P) Não se afigura, assim como se possa defender, como faz o Venerando Tribunal da Relação do Porto, que se estava perante uma situação regulamentar, em sentido técnico jurídico, da qual emergiam direitos para os trabalhadores, no âmbito do seu contrato individual de trabalho e que, assim, se converteriam (o que o douto Acórdão, de forma não inteiramente clara, é certo, acaba por concluir!) em direitos adquiridos por cada trabalhador da Recorrente, ainda que cada trabalhador não passasse - como reconhece aquela decisão - de um mero destinatário, passivo, porque sem qualquer intervenção ou interferência no acto que o afecta tão seriamente (neste caso, positivamente) ou no seu conteúdo...

Q) Defende-se, ainda, no douto acórdão recorrido que esse regulamento sempre configuraria uma proposta negocial que, uma vez publicitada, sem contestação, junto dos trabalhadores, se converteria num direito dos seus destinatários, sendo assim, vedado à empresa o direito de alterar o seu conteúdo.

R) Tal entendimento do Venerando Tribunal a quo carece manifestamente de suporte na matéria assente, contradizendo mesmo os pressupostos de que parte uma vez que, como é reconhecido no douto acórdão, a empresa se reservou o direito de conformar de modo não condicionado o teor do pano de pensões.

S) Vinculando, o contrato constitutivo, como resulta dos autos, apenas a Recorrente e as entidades subscritoras do mesmo - que não são integradas pelos representantes dos trabalhadores -, necessário se torna concluir que nenhuma convenção existiu entre a Recorrente e os Sindicatos representativos dos seus trabalhadores que permita considerar, que as condições do complemento de reforma foram acordadas com os trabalhadores ou com os seus representantes, que à empresa, Recorrente, tenham sido impostos os termos dessa fórmula de cálculo, ou que, igualmente, e por maioria da razão, à empresa tenham sido imposto limites - que não os plasmados no Contrato Constitutivo e os formais, decorrentes do n° 2 da cláusula 87.ª do AE - para promover qualquer alteração ao contrato Constitutivo.

T) Não é, assim admissível defender a necessidade de concordância dos trabalhadores para que fossem alteradas determinadas condições de cálculo de pensão de reforma, quando essas mesmas condições haviam sido estabelecidas sem que os trabalhadores ou seus representantes fossem ouvidos.

U) A inscrição do direito a um concreto plano de pensões, nas relações colectivas de trabalho, radica, de acordo com o acórdão recorrido, na cláusula 87° do A.E. publicado no BTE n° 1 de 8 de Janeiro de 2002 (transcrita nas alegações) da qual resulta, bem ao contrário do que conclui o Tribunal a quo, inequívoco que a empresa deveria, apenas, criar instrumentos de regulamentação de regalias sociais, nomeadamente complemento de reforma, sendo, as condições dessas regalias, as que a empresa entendesse adequadas e, sobretudo, exequíveis, não tendo, em qualquer momento do texto acordado, as partes outorgantes, pretendido fixar os termos dessas regalias, que, aliás, expressamente foram afastados, pelos Outorgantes, do conteúdo do Acordo da Empresa.

V) A evidente diferença entre o texto desta cláusula e o da cláusula 90° do anterior AE (igualmente transcrita nas alegações) demonstra inequivocamente que as partes outorgantes do AE de 2002 eliminaram o carácter contratual das condições do Regulamento do complemento de reforma expressamente deixando de o considerar parte integrante do Acordo como previa o anterior AE.

 X) É, precisamente, por ter sido cometida à empresa a tarefa de criação do instrumento regulador das regalias sociais, que o dito "Regulamento de Regalias Sociais" veio a constar do Contrato Constitutivo do Fundo de Pensões G... (anexo I do Contrato, cfr.

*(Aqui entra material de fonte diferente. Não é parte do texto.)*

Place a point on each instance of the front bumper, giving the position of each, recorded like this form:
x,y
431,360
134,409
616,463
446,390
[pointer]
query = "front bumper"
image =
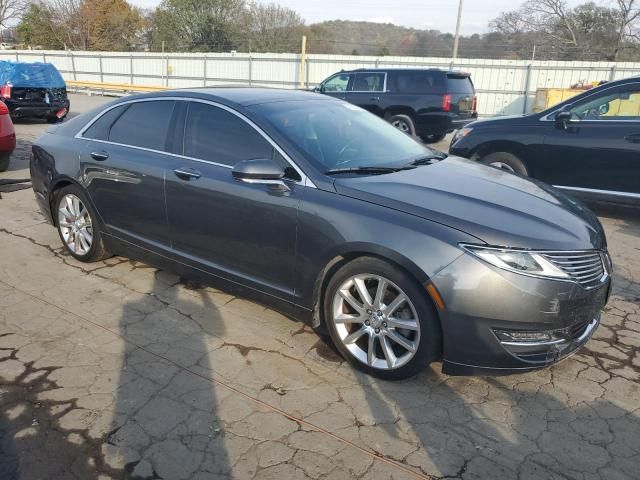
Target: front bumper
x,y
498,322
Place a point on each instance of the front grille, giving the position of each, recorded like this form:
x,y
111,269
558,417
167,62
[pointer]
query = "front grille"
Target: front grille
x,y
586,268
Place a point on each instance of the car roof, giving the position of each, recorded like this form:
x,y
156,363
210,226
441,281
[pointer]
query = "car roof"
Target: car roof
x,y
239,96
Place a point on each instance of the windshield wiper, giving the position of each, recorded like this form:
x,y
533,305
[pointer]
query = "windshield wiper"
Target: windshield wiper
x,y
366,170
430,160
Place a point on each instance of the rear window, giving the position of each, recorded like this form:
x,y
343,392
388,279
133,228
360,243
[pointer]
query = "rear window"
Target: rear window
x,y
144,124
459,84
30,75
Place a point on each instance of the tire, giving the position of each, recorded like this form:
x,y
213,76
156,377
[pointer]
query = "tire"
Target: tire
x,y
347,321
5,158
78,228
433,138
404,123
506,161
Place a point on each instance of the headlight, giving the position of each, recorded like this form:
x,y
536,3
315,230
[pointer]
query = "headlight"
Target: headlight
x,y
518,261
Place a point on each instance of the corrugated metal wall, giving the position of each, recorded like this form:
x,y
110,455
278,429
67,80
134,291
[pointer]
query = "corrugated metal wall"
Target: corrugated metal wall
x,y
504,86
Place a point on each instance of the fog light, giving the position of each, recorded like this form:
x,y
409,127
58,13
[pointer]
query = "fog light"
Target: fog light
x,y
514,336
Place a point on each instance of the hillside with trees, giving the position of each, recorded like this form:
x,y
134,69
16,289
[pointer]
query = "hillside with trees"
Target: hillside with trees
x,y
544,29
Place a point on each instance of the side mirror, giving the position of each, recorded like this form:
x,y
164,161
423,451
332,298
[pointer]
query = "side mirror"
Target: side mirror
x,y
563,118
261,170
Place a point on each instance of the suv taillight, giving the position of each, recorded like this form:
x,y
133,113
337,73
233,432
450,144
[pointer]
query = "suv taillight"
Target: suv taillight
x,y
5,90
446,102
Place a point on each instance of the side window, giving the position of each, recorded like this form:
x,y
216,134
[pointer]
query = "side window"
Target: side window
x,y
368,82
216,135
144,124
338,83
99,130
624,105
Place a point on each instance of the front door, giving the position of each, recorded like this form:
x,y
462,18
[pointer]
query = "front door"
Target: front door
x,y
600,148
245,232
123,164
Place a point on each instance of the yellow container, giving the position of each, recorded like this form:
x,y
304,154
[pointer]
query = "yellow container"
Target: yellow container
x,y
548,97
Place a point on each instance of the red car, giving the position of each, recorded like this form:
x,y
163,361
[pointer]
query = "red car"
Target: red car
x,y
7,137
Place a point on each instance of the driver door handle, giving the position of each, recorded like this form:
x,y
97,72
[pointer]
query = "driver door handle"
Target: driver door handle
x,y
187,174
99,156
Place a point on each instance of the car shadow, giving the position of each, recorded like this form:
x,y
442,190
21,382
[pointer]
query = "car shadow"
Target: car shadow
x,y
163,422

Doc. junto aos autos).

Z) A convenção constante da cláusula 87.ª do AE de 2002 não cria qualquer direito de o trabalhador reclamar uma concreta pensão complementar à sua reforma, não lhe conferindo sequer uma expectativa quanto ao seu montante.

K) A concretização dos termos do cálculo do complemento de reforma foi negociado entre a Recorrente e as estruturas financeiras outorgantes do contrato constitutivo, no qual não intervieram os representantes dos trabalhadores, no que constitui um obvio reconhecimento de que tal matéria fora expurgada da contratação colectiva.

L) Não assistindo aos Sindicatos - por exclusão expressa desse direito em sede de negociação colectiva - a prerrogativa de negociar os termos do cálculo dos complementos de reforma, não assistirá a qualquer trabalhador o direito de negociar tais condições concretas de cálculo da sua pensão, não sendo, assim, susceptível de integrar o quadro dos direitos do trabalhador, individualmente considerado.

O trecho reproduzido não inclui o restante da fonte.